As the water came surging down through the great inverted siphon from the elevated mountain spur, and began to fill and press upon the parts lying in the deeper portions of the valley, one after another the blow-off cocks on the crests of the ridges crossed, opened, and allowed the escape of the compressed air. Compared with what was heard when these cocks blew off, the blowing of a whale was a mere whisper. The water finally flowed through the pipe and reached Gold Hill and Virginia City on the night of August 1, 1873. Early that evening a signal fire was lighted in the mountains at the inlet of the pipe, showing that the water had again been turned on.

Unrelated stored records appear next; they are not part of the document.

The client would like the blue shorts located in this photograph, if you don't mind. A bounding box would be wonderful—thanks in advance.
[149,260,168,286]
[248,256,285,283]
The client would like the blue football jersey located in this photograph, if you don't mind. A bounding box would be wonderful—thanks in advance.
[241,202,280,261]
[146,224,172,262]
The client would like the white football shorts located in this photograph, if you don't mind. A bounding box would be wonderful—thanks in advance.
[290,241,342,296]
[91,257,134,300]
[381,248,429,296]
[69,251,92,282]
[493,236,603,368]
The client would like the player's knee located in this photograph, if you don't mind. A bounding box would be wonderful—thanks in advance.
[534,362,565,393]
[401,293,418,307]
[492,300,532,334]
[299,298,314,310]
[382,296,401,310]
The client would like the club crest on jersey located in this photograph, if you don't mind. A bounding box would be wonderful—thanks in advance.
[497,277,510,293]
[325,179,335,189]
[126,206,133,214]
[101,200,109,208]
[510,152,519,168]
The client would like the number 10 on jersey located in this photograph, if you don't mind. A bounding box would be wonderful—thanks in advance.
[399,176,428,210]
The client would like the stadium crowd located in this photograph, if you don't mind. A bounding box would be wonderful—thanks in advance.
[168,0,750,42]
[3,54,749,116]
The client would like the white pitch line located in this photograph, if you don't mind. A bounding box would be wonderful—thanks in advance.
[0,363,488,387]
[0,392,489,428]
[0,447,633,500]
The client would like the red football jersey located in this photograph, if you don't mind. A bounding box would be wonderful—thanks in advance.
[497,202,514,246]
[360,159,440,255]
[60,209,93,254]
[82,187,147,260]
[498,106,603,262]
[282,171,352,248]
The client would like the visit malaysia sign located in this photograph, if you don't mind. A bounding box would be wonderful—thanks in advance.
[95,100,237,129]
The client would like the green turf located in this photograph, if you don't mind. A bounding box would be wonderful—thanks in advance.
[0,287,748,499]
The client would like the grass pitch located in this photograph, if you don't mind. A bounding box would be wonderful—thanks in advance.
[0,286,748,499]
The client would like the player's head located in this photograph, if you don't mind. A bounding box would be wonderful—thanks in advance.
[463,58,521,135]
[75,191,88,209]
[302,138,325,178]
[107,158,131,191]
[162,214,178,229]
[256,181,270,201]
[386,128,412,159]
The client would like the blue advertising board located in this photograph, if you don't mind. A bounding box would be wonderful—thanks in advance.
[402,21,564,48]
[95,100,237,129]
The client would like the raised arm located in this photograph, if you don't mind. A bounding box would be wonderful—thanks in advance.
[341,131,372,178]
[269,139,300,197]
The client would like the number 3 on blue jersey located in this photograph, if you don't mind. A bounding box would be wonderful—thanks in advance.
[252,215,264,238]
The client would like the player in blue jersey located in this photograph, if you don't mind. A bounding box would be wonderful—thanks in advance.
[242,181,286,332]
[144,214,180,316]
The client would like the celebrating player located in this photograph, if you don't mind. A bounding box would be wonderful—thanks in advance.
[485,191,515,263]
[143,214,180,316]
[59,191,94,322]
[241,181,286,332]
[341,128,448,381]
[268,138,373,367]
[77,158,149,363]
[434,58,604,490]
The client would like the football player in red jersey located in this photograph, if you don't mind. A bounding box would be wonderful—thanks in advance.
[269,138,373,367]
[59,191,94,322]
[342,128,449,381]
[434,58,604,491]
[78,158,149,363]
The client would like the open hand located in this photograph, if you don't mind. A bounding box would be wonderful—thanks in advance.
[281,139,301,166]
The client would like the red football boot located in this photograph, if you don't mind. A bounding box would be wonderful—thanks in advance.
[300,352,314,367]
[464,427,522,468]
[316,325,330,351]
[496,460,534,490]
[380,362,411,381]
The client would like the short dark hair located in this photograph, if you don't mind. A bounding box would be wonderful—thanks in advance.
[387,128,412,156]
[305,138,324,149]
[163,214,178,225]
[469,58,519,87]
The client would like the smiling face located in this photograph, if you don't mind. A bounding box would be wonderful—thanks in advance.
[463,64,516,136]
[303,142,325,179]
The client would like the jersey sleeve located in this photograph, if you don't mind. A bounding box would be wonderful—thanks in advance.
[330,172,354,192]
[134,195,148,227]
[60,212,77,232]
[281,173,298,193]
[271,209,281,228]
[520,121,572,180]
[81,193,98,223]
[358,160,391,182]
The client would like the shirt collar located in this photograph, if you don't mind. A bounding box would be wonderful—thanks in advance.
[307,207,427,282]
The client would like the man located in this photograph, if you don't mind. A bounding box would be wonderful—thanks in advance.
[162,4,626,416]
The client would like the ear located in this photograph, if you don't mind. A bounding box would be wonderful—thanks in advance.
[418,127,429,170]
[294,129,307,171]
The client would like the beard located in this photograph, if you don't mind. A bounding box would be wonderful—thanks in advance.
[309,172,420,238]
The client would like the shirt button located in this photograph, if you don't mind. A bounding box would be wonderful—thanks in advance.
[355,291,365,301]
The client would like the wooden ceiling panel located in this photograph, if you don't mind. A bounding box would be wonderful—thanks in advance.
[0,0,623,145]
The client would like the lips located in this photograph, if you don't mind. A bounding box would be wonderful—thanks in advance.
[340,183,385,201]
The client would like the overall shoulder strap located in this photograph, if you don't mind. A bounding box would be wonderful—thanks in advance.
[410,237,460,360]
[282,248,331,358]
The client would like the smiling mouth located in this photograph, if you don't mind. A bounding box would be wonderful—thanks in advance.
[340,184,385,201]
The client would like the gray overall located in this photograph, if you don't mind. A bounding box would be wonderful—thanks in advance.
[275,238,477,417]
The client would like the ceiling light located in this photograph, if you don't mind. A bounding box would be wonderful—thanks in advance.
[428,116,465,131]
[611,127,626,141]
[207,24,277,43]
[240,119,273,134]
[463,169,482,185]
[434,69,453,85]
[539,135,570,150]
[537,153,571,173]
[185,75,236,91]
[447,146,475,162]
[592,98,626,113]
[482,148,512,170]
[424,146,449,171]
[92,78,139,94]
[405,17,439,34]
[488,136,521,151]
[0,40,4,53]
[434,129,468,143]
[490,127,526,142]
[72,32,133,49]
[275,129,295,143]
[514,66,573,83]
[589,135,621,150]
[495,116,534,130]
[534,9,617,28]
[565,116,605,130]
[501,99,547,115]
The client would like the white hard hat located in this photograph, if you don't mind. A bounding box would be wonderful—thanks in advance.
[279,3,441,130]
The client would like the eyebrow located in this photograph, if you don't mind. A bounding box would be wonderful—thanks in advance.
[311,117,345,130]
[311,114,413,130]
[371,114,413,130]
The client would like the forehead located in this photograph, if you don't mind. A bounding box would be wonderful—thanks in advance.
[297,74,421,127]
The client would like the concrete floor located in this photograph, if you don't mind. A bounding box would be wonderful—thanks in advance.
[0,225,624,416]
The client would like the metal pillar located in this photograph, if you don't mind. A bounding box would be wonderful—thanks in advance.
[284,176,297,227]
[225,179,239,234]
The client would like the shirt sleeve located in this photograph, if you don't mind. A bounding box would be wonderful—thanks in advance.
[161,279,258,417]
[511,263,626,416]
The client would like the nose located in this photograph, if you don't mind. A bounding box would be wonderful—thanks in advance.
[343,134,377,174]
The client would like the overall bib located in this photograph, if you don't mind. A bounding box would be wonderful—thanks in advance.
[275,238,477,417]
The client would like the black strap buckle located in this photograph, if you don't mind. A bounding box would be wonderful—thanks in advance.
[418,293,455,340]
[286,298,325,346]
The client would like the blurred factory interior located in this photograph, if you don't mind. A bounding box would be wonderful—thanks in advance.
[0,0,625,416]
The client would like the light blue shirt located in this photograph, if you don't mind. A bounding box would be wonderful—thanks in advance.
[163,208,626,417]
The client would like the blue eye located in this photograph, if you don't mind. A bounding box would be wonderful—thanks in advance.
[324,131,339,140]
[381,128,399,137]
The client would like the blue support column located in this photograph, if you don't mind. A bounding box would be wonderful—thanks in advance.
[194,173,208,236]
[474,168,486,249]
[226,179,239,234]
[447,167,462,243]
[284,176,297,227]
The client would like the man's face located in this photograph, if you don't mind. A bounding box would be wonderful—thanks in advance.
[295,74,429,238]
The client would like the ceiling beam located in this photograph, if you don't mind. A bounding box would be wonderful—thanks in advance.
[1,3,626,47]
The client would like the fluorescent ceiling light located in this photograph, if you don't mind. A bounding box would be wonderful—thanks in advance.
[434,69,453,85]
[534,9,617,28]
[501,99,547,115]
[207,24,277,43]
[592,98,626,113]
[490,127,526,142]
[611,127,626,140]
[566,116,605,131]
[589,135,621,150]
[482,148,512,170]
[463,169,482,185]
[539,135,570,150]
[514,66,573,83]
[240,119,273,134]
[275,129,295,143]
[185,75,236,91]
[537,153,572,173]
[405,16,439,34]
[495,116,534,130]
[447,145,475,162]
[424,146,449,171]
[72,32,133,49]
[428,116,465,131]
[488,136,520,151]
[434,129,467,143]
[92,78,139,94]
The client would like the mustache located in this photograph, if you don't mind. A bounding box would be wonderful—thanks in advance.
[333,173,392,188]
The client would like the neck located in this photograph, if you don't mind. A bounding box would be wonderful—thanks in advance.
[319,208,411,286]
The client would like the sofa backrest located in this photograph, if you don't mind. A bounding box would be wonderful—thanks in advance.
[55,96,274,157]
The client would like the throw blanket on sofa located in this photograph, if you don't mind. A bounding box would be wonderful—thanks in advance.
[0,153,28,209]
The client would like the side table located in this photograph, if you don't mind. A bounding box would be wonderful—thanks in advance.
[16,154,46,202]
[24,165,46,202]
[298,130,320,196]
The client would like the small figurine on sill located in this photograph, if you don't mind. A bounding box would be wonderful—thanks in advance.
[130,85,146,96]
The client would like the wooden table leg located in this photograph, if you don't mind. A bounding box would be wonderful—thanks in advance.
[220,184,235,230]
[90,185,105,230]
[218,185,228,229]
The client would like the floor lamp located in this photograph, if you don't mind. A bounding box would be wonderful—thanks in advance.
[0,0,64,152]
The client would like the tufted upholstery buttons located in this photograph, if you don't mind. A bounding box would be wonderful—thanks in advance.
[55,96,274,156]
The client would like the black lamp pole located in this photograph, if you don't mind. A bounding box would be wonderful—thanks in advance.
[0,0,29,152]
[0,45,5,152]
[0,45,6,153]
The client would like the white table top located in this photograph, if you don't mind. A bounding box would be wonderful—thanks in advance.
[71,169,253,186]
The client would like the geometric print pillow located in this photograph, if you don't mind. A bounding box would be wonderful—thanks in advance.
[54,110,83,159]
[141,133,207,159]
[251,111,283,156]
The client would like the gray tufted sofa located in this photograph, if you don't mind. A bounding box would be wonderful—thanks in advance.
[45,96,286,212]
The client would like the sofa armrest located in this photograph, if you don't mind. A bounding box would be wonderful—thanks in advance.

As the pipe filled, the progress of the water in it could be traced by the blowing off of the air on the tops of the ridges through the valley, and at last, to the great joy of the engineer and all concerned in the success of the enterprise, the signal fire at the outlet, on the summit of the Virginia range, was for the first time lighted, showing that the water was flowing through the whole length of the pipe.
When the water reached Virginia there was great rejoicing. Cannon were fired, bands of music paraded the streets, and rockets were sent up all over the city. Many persons went out and filled bottles with this first water from the Sierras, and a bottle of it is still preserved in the cabinet of the Pacific Coast Pioneers.
Previous to the laying of this pipe for the Virginia and Gold Hill Water Company, the greatest pressure under which water had ever been carried in any part of the world was 910 feet. This was at Cherokee Flat, California, and was also under the supervision of Mr. Schussler.
In 1875, the Virginia and Gold Hill Water Company laid a second pipe alongside of the first. This has an inside diameter of ten inches. Instead of being fastened with rivets it is lap-welded, and is the largest pipe ever made in that way. As there are no rivet-heads in it to produce friction, it delivers the same amount of water as the larger pipe, namely, 2,200,000 gallons per twenty-four hours.
[Illustration: GOLD HILL—LOOKING NORTH.]
Previous to 1875, the supply of water was principally obtained from a stream known as Hobart Creek, but, in the year named, the works in the mountains were extended by pushing the supply flume through to Marlette Lake, within the basin of Lake Tahoe, a distance of eight and a half miles, and a total distance from Virginia City of thirty-one and a half miles. In order to reach and tap Marlette Lake it was necessary in one place to run a tunnel 3,000 feet in length under a dividing ridge—the ridge forming the rim of the Lake Tahoe basin. Marlette Lake covers over 300 acres of ground, and in the middle is 30 or 40 feet in depth.
Connected with the works are several reservoirs that hold from three million to ten million gallons of water. Signal fires are no longer necessary along the line of the works, as there is now set up a line of printing telegraph, with numerous stations between Virginia City and Marlette Lake. Marlette Lake lies at an altitude of 1,500 feet above C street, Virginia City, and the water is brought in at such a height above the town that it can everywhere be carried far above the highest buildings, and streams from the hydrants are thrown with great force and effect in case of a fire occurring near them.
There is now not only an ample supply of water in the city for all town and domestic uses, but also for the boilers of the many hoisting works, and for use in the several mills where the ores of the Comstock mines are reduced. The cost of the water-works was over two million dollars.